The usual response is to say hello back, but as this was not the name people were used to, I was greeted instead by “Hello,” followed by incoherent mumbling. I took another deep breath and went on to explain that I am transgender and would be grateful if people could use my new name and male pronouns when referring to me. The remaining 15 minutes of the meeting went painfully slowly, and I felt like I was going to throw up every one of my internal organs.
When the meeting ended, I was engulfed by a large crowd, hugging me, saying my new name, congratulating me and expressing their admiration. At that moment, I felt more loved and accepted than I ever had in my life. The joy at hearing myself referred to as “he” confirmed that I had made the right choice. As I went on to other meetings and told more people, the feeling of knowing this is right settled more deeply into my being. I moved from wishing I was a man to understanding that I already was one — one that needed a few modifications, but a man all the same.

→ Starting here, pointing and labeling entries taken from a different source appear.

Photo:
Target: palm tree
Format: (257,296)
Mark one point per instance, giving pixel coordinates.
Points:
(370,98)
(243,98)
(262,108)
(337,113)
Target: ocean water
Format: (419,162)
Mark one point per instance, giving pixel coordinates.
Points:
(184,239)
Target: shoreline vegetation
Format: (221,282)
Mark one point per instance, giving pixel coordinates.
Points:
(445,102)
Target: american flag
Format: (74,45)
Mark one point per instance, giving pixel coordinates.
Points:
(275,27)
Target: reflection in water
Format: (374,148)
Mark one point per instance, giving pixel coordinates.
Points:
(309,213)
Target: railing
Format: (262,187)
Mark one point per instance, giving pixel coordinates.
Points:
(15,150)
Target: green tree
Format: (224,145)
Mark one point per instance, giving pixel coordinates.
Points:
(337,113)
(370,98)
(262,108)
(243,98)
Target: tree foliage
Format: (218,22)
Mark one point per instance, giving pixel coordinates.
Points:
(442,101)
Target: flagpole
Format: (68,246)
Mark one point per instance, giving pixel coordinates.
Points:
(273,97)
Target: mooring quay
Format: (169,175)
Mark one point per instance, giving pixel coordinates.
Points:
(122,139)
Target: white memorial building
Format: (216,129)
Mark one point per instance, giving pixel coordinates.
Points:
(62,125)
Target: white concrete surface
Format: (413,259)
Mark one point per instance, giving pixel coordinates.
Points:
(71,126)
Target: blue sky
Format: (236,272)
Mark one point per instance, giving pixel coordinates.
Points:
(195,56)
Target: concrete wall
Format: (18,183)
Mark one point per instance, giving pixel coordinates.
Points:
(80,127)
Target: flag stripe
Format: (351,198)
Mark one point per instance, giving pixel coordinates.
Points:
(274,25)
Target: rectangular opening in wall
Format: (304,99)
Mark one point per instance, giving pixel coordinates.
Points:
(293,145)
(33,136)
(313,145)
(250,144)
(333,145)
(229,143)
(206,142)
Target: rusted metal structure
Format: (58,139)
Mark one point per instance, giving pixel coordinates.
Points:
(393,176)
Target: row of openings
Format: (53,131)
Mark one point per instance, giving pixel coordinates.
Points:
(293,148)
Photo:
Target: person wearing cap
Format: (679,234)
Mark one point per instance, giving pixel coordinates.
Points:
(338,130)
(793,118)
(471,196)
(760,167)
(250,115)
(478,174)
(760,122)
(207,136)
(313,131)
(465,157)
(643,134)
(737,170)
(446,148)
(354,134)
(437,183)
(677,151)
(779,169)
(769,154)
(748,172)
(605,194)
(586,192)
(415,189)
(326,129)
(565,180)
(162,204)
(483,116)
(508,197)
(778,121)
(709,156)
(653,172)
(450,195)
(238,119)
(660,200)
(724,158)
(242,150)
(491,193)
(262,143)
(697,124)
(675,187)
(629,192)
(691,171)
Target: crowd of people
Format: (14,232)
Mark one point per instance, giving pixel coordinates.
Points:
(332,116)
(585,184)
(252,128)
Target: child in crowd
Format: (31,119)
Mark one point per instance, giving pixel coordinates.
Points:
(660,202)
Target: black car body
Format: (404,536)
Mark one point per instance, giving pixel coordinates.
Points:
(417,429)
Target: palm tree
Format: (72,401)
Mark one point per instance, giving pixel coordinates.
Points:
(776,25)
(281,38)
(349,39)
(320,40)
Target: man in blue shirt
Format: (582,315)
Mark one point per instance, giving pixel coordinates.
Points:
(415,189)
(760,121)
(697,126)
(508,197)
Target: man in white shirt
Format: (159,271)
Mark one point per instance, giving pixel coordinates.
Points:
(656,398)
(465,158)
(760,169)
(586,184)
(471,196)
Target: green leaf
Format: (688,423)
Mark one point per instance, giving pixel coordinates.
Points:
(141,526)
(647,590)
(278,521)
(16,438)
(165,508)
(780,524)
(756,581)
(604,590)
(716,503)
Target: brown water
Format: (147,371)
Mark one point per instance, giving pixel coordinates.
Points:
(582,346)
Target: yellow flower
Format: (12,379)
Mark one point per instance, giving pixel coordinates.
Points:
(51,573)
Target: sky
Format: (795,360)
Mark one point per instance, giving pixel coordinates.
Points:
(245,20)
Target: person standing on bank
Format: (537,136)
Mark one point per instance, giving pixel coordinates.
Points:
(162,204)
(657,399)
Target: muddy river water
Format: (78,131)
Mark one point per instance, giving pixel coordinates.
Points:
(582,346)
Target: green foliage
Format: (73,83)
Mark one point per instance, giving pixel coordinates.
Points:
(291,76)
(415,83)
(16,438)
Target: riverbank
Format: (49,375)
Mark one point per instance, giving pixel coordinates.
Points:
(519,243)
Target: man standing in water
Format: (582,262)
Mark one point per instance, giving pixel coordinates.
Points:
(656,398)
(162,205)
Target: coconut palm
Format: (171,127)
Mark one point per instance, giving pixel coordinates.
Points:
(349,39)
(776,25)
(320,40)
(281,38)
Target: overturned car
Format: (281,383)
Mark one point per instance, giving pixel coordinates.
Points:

I am now approaching eight years sober and clean, and it’s been six-and-a-half years since I announced the truth of who I am. This morning I awoke to the familiar feeling of gratitude and possibility. I jumped out of bed heading for the bathroom, and the hallway mirror stopped me in my tracks. I paused to smile back at the man with the graying sideburns and white flecks in his full beard. I made a cup of tea and settled into my well-worn desk chair, preparing for a day of writing work and university degree study.